Large breasts on display is not the dominant sexuality motif of Japanese society, the schoolgirl takes that place. At every convenience store you will see men standing at the comic magazine stand reading the animi soft porn. They read it in the shops before purchase, they read it on the subway trains and they keep it in their briefcases. At each stand there are covers displaying drawings of schoolgirls in various states of disarray. This is normal behaviour in Japan, try sitting on a tube train in London with such material and you stand a good chance of being lynched. That is a cultural difference. That is what happens when a dominant metaphor in one cultural mythology has a different meaning in another cultural mythology.




In our culture, with all of its current politically correct health and safety madness, the mention of the word schoolgirl is enough to cast grave doubts about your character if not actually be a criminal offence. In Japanese culture the schoolgirl look is a symbol of youth, purity and emerging sexuality and recognised as such without having to then suffer with some sort of socially collective chest beating anguish or guilt. Fundamentally the reason for this difference is our shackles to that old moral dungeon master, monotheistic mythology. We were thrown out of Eden by our vengeful God, cast into a separation from the divine, set apart from nature and all because of women and sex (remember ladies that the monotheistic myth is a male myth with a male god and therefore definitely sexist). In that myth structure we are at odds with the world and nature and our role is to pacify the natural world and deny our natural instincts. We are all to become men of god, even the women too.

You may say that you are not a Jew, a Christian or Islamic (all of which worship exactly the same God but kill each other for not worshipping that God in exactly the same way: insanity) but within that western psyche the worm has buried itself deep within the apple. Even the avid atheist in the western world is riddled with malicious monotheistic viral code effecting their behaviour.



In oriental mythology there never was a separation of the human from creation. In this mythology we are all part of everything and everything is part of us. Sexual guilt is not on the moral agenda, in fact guilt itself is something that is a very confusing emotional phenomena for those who have no sin on their souls and do not have to make account of that sin before the vengeful god on the day of reckoning. Relieved of this heavy baggage, but still with some culturally specific bags of their own, the Japanese do not see a problem in the "Alice in Wonderland" fashion statement. Yes, women in their twenties actually wear this style and a lot more we would find odd in the west. But we are not in the west are we.

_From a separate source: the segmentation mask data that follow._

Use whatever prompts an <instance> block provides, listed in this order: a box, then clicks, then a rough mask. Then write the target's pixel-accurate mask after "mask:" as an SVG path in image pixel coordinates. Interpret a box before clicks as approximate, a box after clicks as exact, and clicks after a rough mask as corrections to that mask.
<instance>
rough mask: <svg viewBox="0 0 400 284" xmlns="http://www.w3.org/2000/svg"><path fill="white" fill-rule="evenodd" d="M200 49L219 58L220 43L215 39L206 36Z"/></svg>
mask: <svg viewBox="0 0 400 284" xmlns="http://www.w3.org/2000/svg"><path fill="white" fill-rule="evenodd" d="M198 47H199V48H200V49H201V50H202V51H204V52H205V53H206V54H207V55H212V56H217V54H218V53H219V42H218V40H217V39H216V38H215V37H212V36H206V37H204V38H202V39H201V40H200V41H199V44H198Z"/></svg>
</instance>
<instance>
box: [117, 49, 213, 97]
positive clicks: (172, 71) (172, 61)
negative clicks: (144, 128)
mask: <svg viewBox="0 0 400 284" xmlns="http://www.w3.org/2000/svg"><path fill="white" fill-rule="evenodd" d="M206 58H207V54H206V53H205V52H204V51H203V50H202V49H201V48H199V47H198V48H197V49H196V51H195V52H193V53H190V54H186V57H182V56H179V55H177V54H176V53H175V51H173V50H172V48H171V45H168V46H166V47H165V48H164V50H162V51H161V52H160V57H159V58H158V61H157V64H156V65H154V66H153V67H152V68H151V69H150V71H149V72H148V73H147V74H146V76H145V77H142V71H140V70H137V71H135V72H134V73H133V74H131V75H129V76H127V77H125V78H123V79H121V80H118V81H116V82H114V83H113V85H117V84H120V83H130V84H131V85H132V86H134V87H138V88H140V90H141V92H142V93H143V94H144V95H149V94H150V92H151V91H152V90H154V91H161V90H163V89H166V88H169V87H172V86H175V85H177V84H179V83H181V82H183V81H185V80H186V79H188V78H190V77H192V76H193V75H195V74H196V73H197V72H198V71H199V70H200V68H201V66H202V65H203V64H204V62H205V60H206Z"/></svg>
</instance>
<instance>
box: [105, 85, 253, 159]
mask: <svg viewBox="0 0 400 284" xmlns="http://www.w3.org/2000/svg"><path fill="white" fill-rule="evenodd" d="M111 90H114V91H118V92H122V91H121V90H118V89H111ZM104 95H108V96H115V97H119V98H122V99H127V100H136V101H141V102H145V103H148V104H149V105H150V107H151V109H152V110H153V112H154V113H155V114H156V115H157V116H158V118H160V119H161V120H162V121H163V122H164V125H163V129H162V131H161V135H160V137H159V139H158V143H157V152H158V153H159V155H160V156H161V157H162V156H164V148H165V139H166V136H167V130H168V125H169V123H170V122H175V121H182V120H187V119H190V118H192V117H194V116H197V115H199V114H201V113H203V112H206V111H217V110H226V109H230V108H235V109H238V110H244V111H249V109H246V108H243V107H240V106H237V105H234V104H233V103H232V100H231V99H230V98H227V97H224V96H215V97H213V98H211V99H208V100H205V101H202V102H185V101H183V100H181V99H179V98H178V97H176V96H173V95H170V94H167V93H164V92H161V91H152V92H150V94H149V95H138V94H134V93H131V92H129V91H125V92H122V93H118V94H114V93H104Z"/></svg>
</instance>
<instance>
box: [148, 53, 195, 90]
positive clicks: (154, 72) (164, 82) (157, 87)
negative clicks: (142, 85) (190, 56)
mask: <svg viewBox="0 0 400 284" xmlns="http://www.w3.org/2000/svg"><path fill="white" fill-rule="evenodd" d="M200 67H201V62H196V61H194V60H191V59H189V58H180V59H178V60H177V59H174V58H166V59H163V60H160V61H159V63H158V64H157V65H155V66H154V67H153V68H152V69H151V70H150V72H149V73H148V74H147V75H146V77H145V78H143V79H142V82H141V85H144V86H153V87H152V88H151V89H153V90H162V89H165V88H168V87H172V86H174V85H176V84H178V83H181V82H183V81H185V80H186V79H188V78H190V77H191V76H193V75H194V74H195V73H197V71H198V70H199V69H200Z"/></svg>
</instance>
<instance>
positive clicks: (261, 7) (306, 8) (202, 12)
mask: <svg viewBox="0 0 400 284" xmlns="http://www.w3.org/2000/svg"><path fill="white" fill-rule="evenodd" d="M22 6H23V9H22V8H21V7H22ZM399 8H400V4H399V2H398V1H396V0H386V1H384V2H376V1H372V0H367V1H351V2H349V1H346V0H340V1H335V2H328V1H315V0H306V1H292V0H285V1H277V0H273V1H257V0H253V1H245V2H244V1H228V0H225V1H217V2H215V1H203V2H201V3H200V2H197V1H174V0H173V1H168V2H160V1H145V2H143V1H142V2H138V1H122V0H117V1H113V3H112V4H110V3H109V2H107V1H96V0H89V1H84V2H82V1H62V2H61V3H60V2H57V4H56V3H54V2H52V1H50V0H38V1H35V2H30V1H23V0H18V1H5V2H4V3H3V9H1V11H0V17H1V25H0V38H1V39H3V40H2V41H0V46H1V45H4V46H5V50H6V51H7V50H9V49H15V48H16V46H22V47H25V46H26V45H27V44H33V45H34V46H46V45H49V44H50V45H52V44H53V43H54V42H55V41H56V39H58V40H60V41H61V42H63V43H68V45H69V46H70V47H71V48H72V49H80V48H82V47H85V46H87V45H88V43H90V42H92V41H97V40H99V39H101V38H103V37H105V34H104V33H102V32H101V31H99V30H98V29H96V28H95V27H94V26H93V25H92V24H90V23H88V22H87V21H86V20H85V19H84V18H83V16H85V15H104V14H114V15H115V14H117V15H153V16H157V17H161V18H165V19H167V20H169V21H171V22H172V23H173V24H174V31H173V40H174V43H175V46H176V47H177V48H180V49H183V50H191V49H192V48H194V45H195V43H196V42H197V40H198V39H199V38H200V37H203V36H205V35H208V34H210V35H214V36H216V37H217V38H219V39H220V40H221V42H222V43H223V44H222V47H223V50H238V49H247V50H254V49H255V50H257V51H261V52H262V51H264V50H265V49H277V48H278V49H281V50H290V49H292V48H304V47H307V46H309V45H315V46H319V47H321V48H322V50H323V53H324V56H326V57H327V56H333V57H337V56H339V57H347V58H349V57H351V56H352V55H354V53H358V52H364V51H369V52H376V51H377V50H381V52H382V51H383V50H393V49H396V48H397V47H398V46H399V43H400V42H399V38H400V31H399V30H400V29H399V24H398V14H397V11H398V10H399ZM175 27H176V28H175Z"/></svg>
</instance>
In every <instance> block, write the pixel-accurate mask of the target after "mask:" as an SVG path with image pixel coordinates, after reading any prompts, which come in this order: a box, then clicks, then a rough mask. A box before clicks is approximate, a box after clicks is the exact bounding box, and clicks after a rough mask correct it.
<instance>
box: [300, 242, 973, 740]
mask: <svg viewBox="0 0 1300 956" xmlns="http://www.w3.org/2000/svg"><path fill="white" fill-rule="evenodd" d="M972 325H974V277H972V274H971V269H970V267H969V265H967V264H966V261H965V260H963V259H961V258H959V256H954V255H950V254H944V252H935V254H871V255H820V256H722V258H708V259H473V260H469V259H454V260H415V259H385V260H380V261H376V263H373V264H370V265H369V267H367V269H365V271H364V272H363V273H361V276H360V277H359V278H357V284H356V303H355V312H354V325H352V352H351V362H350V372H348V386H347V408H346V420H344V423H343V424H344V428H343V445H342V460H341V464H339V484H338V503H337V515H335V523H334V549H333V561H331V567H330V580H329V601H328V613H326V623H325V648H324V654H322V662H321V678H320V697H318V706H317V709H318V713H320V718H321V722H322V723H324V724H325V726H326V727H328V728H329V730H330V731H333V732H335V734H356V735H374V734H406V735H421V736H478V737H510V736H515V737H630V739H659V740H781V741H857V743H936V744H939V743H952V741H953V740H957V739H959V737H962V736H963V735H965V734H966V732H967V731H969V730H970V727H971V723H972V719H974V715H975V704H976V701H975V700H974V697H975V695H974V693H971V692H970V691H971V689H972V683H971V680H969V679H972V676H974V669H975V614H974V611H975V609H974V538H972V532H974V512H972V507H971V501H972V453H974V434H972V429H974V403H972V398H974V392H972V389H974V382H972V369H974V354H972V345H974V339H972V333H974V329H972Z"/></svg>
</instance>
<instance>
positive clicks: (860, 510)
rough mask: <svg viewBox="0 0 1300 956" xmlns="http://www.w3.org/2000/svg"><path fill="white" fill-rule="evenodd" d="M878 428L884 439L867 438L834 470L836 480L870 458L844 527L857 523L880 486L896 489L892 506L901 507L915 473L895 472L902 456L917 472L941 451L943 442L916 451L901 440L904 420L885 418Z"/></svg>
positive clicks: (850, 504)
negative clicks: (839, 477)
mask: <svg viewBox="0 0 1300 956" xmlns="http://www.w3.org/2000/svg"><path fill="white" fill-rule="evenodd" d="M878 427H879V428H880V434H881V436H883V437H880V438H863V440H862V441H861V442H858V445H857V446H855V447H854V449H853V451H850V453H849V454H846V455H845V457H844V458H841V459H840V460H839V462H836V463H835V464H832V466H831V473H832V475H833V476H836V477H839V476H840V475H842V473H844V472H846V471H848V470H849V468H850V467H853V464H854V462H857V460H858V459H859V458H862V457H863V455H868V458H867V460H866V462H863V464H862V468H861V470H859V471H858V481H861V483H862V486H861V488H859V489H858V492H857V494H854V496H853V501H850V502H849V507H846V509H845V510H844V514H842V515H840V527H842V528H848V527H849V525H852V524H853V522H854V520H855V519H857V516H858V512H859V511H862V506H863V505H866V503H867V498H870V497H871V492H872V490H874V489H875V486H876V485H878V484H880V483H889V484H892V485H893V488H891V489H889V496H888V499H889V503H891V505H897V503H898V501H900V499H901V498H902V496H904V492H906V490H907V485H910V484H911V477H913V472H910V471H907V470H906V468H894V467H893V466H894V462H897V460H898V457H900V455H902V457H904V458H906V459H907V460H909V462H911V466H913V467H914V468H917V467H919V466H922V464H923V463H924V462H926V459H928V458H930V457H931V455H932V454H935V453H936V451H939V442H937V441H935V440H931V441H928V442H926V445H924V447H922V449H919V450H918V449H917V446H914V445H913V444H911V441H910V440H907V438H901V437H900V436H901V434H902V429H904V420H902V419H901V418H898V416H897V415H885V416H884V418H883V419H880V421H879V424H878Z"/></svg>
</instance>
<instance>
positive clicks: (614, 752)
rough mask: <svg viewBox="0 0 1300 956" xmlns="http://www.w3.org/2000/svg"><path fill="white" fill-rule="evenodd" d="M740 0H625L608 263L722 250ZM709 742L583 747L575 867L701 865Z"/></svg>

Looking at anything from a cross cultural position should teach you two main lessons. The first is always about who you are and what you think. Until you can work out why it is you see the world in the way you do you have absolutely no chance of really understanding another culture. Until you have a depth perspective on how it is you construct your own opinions all you will ever do is project those opinions on other people in other places and other times. The second lesson is obvious once you have learnt the first.